There's one thing about the ending that, although it's technically a spoiler, is something that I'm very glad I knew going into it, because it helped me set expectations appropriately. So if you've somehow missed hearing (in general terms) about what does and doesn't happen in this movie in the 30+ years since it was released, and you really don't want to know, then don't read the rest of this entry.
Specifically: I'm very glad that I knew ahead of time not to expect a resolution, because there isn't one. As Netflix's blurb puts it: "Peter Weir's haunting tragedy alludes to several explanations but offers no clear-cut answers."
I still wouldn't call it a great movie; I didn't love it. But I liked it more than I'd expected to.
So why was it on my list, if I didn't expect to like it? Cultural literacy, basically; I've heard people talking about it for many years, and figured it was worth seeing just to know what they were talking about.

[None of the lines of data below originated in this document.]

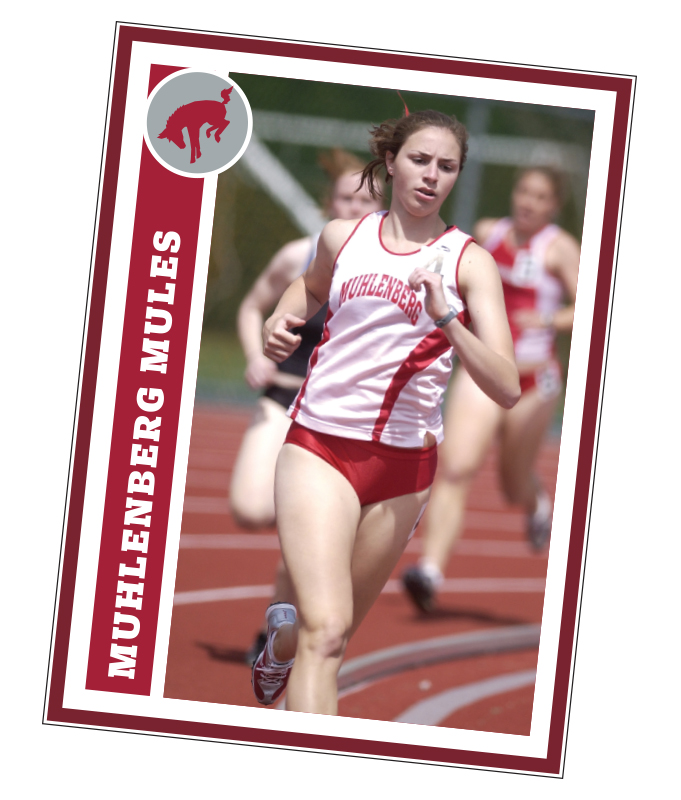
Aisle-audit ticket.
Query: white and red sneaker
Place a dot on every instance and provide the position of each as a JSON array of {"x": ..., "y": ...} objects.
[
  {"x": 269, "y": 676},
  {"x": 539, "y": 523}
]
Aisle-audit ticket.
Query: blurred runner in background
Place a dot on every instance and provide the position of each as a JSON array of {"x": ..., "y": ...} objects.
[
  {"x": 538, "y": 263},
  {"x": 252, "y": 486}
]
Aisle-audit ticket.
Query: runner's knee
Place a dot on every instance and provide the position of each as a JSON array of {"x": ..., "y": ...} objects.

Another thing that surprised me about it: turns out that neither the movie nor the novel it's based on are true stories. Apparently there are lots of people who think that there was a real-life incident that both the book and the movie drew from, but in fact there's no record of anything like this having happened.
Some interesting Picnic websites and pages:
- Wikipedia article about the book.
- The Secret of Hanging Rock was originally the final chapter of the book, but the author cut it from the book; it wasn't published until 20 years later. It reveals how the disappearances happened--which is to say, how the author originally intended that they happened. I suspect that neither the book nor the movie would've been nearly as popular if this chapter had been left in; based on the Wikipedia description, it sounds pretty anticlimactic.
- Roger Ebert's review of the movie, which makes a fascinating comparison (midway through the review) to the movie of A Passage to India--it's been a long time since I saw that, but from my vague memory of the mood of parts of it, that seems like a good analogy. And I like Ebert's comment that Hanging Rock "opens as if it will make perfect sense."
- Apparently the version available on DVD is the "director's cut," in which Weir removed several minutes that he didn't feel contributed to the movie or something. There's an unofficial website where you can view a detailed description of the missing scenes (with a bunch of screen captures and several sound recordings).
- Also available online: an unofficial transcript of the whole film. Which reminds me that I liked the song about the horses that Miranda sings at the beginning. And also reminds me that I was mystified by a line of the maid's, near the end, talking to another servant about the girls at the school: "Some of them are orphans, or wards, or . . You know." I'm not sure what she meant to imply there.